KINSHASA MARCH 20,2018 (CISA) – The Catholic Church in DRC has welcomed tax hikes on mining of strategic minerals as part of the country’s new mining code aimed at protecting the environment.
Executive Secretary of Congo Bishops Ad Hoc Episcopal Commission for Natural Resources Henri Muhiya, said the new code will “ensure respect for the environment and fiscal transparency.”
The new code, five years in development, was unveiled March 9 by President Joseph Kabila.
It raises taxes on strategic minerals – including cobalt, which is vital to the growing electric vehicle market – from 2 percent to 10 percent. Taxes on “classic minerals,” including copper and gold, will rise to 3.5 percent.
The measure, which also levies a 50 percent tax on “windfall profits,” or gains from sudden price rises, replaces a 2002 mining code, which was widely considered too favorable to foreign investors.

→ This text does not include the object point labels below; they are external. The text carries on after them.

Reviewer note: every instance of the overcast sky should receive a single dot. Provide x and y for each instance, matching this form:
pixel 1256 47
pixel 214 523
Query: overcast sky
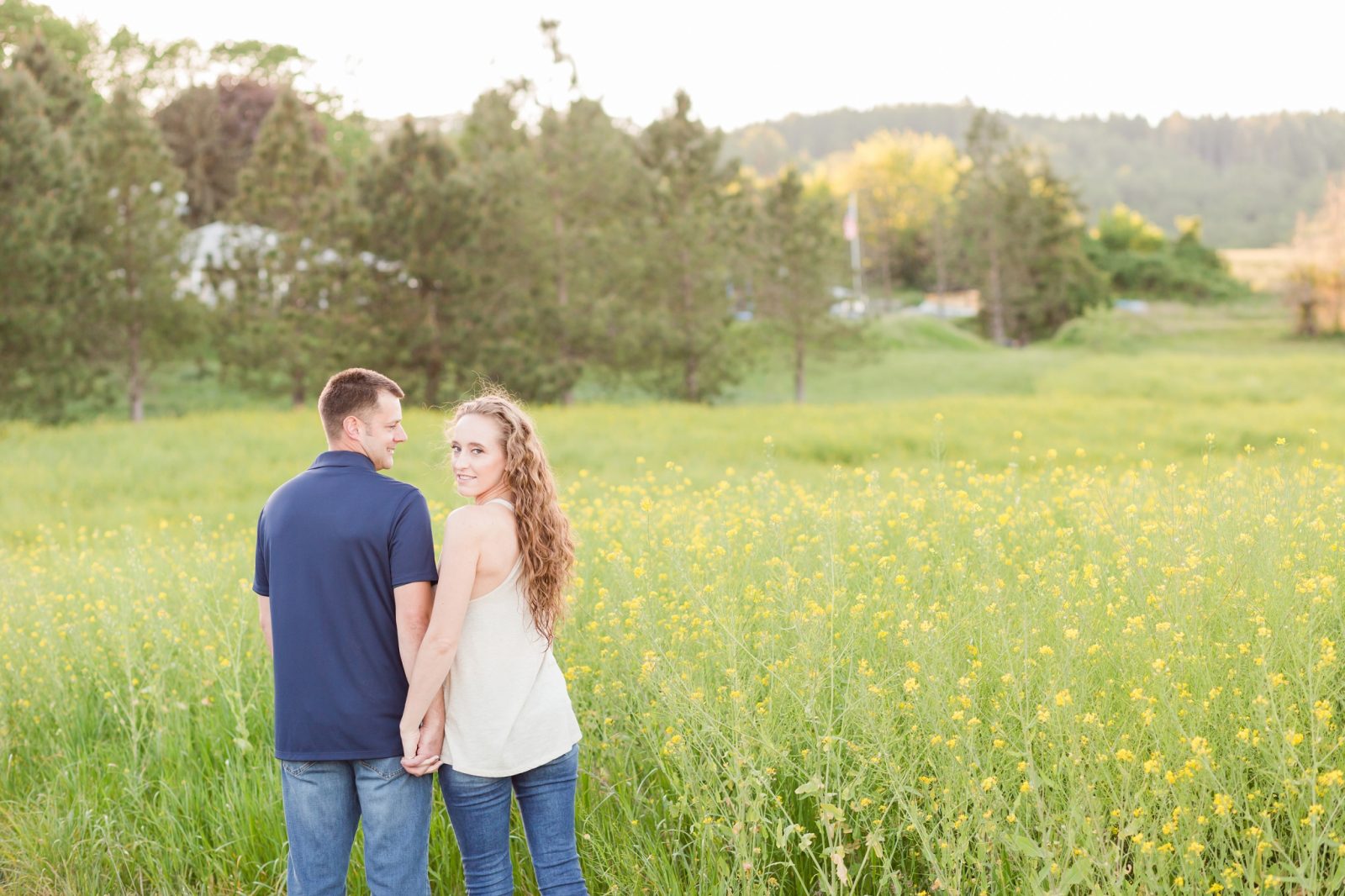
pixel 744 62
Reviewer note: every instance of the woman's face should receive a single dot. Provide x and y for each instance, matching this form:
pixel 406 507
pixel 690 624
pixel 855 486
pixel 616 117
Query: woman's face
pixel 479 458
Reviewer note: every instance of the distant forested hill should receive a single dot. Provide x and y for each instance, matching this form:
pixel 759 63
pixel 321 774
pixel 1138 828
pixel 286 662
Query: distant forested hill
pixel 1246 178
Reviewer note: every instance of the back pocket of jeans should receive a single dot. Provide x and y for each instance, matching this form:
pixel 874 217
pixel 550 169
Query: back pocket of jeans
pixel 387 768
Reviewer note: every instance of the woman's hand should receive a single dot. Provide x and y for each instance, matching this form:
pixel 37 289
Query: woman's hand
pixel 410 737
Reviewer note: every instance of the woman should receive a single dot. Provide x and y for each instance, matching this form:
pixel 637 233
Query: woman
pixel 504 568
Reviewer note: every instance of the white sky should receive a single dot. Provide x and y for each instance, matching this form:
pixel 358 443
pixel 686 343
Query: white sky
pixel 753 61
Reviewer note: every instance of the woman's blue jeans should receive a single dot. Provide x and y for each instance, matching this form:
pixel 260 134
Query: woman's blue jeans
pixel 479 810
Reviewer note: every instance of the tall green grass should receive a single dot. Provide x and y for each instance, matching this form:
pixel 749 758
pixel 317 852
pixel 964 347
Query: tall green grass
pixel 1080 635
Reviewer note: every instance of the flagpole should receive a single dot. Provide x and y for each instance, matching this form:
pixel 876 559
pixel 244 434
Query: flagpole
pixel 856 260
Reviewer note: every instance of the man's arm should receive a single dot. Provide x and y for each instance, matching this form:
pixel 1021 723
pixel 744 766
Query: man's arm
pixel 264 616
pixel 414 602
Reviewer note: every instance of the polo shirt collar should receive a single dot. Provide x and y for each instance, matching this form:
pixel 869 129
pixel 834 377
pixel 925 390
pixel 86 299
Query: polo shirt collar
pixel 343 459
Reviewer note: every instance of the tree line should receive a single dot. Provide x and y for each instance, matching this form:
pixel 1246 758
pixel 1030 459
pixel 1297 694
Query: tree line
pixel 1246 177
pixel 246 221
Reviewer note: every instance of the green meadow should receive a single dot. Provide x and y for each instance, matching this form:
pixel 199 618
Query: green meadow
pixel 972 620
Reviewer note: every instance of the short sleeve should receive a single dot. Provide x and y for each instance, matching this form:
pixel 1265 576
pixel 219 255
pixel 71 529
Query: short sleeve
pixel 261 567
pixel 412 544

A government statement said the new mining code reflected a “compromise” between the country and mining companies and would generate “substantial receipts for economic and social development.”
Muhiya said church representatives had proposed distinguishing “classic” and “strategic” minerals during negotiations and were glad the distinction had been adopted.
The tax hikes however have been opposed by the seven largest foreign companies operating in Congo and all of them announced March 15 they were quitting the Federation of Businesses of the Congo in protest.
“In principle, however, these negotiations have been more transparent than before. It’s a question of our country’s interests, and the prospect of a coming presidential election should assist a positive evolution,” said Muhiya.
Catholic organizations frequently decried the exploitation of resources in the central Africa nation, where multinational corporations have been accused of working with armed groups to obtain minerals used in mobile phones, laptops and other consumer products, and for allowing trade that violated human rights.
In a 2015 declaration, 130 Catholic bishops from 37 countries said many Western firms were “complicit in abuses” through their supply chains, while importing resources from conflict-affected regions.